Quick Sort is a sorting technique that follows the divide and conquer rule, dividing the given array into half or around an element. Operations are performed around the component to provide the desired result. In quick-sort, we refer to this element as a pivot and try to bring this particular element to its correct position before dividing the array further.

## What is a pivot?

A pivot is an element that needs to be brought to its correct place in the array. In quick sort, the elements smaller than the pivot are to be brought before the pivot and the elements greater than it needs to be placed after it.

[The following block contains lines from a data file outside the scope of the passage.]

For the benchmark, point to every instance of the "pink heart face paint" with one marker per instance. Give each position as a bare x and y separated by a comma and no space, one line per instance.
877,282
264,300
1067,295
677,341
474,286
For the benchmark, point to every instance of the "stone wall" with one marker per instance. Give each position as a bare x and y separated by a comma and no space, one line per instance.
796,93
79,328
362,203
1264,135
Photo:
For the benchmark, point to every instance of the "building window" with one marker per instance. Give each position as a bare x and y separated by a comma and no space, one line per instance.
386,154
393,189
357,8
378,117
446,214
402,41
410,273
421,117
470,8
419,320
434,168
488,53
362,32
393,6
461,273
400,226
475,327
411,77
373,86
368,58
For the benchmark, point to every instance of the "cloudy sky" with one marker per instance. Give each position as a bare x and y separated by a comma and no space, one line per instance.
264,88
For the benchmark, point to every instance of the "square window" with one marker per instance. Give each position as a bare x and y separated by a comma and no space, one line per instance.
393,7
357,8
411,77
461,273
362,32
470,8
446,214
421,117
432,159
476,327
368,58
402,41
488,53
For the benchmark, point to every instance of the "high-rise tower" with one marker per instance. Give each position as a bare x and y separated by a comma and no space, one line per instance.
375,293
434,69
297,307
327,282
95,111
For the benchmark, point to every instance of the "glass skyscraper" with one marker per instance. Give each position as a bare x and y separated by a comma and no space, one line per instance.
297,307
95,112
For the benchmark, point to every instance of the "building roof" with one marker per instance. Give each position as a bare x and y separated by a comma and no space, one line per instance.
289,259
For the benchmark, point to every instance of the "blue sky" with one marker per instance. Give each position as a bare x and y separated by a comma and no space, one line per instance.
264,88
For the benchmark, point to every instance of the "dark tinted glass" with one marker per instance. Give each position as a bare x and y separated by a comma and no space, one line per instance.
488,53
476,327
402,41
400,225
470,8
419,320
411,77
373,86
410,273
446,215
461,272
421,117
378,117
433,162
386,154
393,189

The choice of pivot can be made based on its position and the requirement of the problem— ways to choose the pivot based on the index.

- Element at the end of the array
- Element at the mid of the array
- Element at the start of the array
- Any random position (least recommended)

**Note:** The position where we pick our pivot at every step must be constant throughout the procedure. That is, during the whole algorithm, the index chosen at the beginning of the partition algorithm needs to be constant for every divided array. This will be understood better with an example we will take up later.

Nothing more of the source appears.